El Defensor del Pueblo denuncia malos tratos en centros de menores


03/02/2009 02:00 h

Castigos físicos, violencia psicológica y uso indiscriminado de calmantes, son algunos de los malos tratos que sufren niños y jóvenes internados en centros de protección de menores con trastornos de conducta, y que denuncia el Defensor del Pueblo a través de un informe remitido al Congreso de los Diputados, y al que La Voz ha tenido acceso.

En sus 469 páginas, el documento hace un recorrido por 27 de los 58 centros que existen en España dedicados a acoger a menores problemáticos y con trastornos psíquicos, una especie de reformatorios, pero cuyos internos no han cometido ningún delito. Las conclusiones se hacen eco de las denuncias de diferentes asociaciones, educadores y padres: en muchos de estos centros se violan sistemáticamente los derechos de los menores.

El informe especifica algunos de los abusos descubiertos, muchos de los cuales se presentan cuando los menores están en «momentos de crisis», y sus cuidadores recurren entonces a «las contenciones físicas, mecánicas o a las medidas de aislamiento», todas con el fin de inmovilizarlos o intimidarlos. Estas incluyen, además de la administración de fármacos, medidas extremas como confinar a los menores en salas de aislamiento que se acercan más a la descripción de una cámara de tortura: muchas de ellas son extremadamente pequeñas, sin ventanas y con poca ventilación. Según explicó uno de los paladines de su uso a los investigadores, el objetivo es que «el niño toque fondo, se trata de anular del todo su resistencia».

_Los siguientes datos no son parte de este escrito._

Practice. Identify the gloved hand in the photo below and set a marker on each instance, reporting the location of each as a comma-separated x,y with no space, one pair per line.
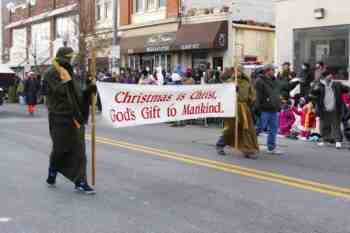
92,89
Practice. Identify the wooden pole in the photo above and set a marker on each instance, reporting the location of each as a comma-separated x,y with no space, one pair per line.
93,118
237,91
236,119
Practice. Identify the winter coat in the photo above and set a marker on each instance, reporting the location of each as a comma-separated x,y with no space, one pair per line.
31,90
308,117
268,93
286,121
318,94
307,79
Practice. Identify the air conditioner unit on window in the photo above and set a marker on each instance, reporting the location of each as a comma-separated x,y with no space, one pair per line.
11,7
31,2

El informe dice entonces: «Un instante de permanencia en el interior de esas terribles salas permite aseverar que su utilización nada tiene que ver con una actuación terapéutica, y que atenta no solo contra la salud psíquica de los menores, sino también contra su dignidad». Muchos de los confinados a este tipo de aislamiento terminan autolesionándose o intentan quitarse la vida. No en vano, el documento define a los niños y jóvenes internos en estos sitios como menores «en situación de dificultad social, que como consecuencia de su inadaptación al entorno, pueden provocarse daño a sí mismos o a los demás». Por ejemplo, en el centro de Picón de Jarama, de Madrid, se suicidó en diciembre un joven marroquí de 13 años. Poco después también lo intentó otro.

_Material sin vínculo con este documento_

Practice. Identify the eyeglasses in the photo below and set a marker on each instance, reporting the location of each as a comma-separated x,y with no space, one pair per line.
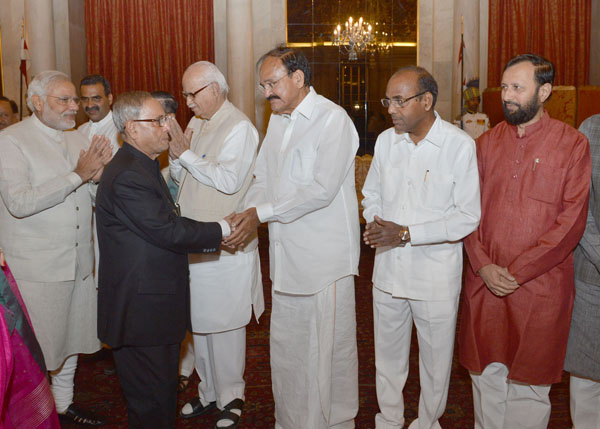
399,102
162,120
94,98
270,85
193,94
65,100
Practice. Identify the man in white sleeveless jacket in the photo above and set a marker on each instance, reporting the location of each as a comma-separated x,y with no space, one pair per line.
213,163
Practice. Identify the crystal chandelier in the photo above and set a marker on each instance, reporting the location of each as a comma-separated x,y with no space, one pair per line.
355,37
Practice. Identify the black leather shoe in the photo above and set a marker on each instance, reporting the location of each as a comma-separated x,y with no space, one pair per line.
197,408
74,414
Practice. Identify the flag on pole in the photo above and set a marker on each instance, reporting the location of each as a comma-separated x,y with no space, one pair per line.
24,59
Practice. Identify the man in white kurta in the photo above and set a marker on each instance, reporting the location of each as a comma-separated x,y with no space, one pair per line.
304,189
45,225
213,170
96,98
421,199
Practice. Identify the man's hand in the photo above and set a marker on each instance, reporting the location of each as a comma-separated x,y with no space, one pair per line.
381,233
92,161
224,244
180,141
243,224
498,280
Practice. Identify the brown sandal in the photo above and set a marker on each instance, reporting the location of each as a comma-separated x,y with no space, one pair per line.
183,383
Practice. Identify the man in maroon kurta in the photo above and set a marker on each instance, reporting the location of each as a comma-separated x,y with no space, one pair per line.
535,176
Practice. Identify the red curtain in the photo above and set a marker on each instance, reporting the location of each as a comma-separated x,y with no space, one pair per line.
148,44
559,30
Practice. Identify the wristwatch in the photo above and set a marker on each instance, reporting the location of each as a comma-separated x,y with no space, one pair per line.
404,235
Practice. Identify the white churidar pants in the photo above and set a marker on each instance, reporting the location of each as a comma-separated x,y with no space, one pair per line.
435,322
314,363
220,363
501,403
585,403
186,364
63,382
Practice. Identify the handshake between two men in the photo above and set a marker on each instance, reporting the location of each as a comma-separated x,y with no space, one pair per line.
243,225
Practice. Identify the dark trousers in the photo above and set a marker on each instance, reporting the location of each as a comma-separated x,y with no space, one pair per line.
148,377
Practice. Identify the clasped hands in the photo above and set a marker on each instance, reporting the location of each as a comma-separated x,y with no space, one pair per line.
382,233
179,141
498,280
242,226
91,162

Falta de normas homogéneas

La mayoría de estas instalaciones -el 80% empezó a funcionar después del año 2000-, no parecen responder a una planificación de las Administraciones públicas. Solo tres de los 58 centros están gestionados por la Administración, mientras que los otros 55 están en manos de 41 entidades privadas, lo que supone la falta absoluta de un «sistema homogéneo y coherente» para tratar a los internos, cuyas edades están comprendidas entre los 11 y los 18 años. No hay uniformidad en los criterios disciplinarios, que en unos centros son «muy flexibles, y en otros muy rigurosos», ni en los protocolos de actuación, ni en la normativa. Y la supervisión oficial, recomendada al menos cada seis meses, brilla por su ausencia.

Los datos apuntan además a que la falta de programas de terapia adecuados y de especialistas en psiquiatría infantil, hacen que la recuperación esperada no se produzca, ya que «el número de altas por superación del programa terapéutico es escaso o prácticamente nulo; la mayor parte de los menores son trasladados a otros recursos, o abandonan el centro al cumplir la mayoría de edad», dice el informe.

El documento reconoce en esta investigación el descubrimiento de «una realidad extremadamente dura, dolorosa y compleja, cuyos graves problemas alcanzaban límites inesperados».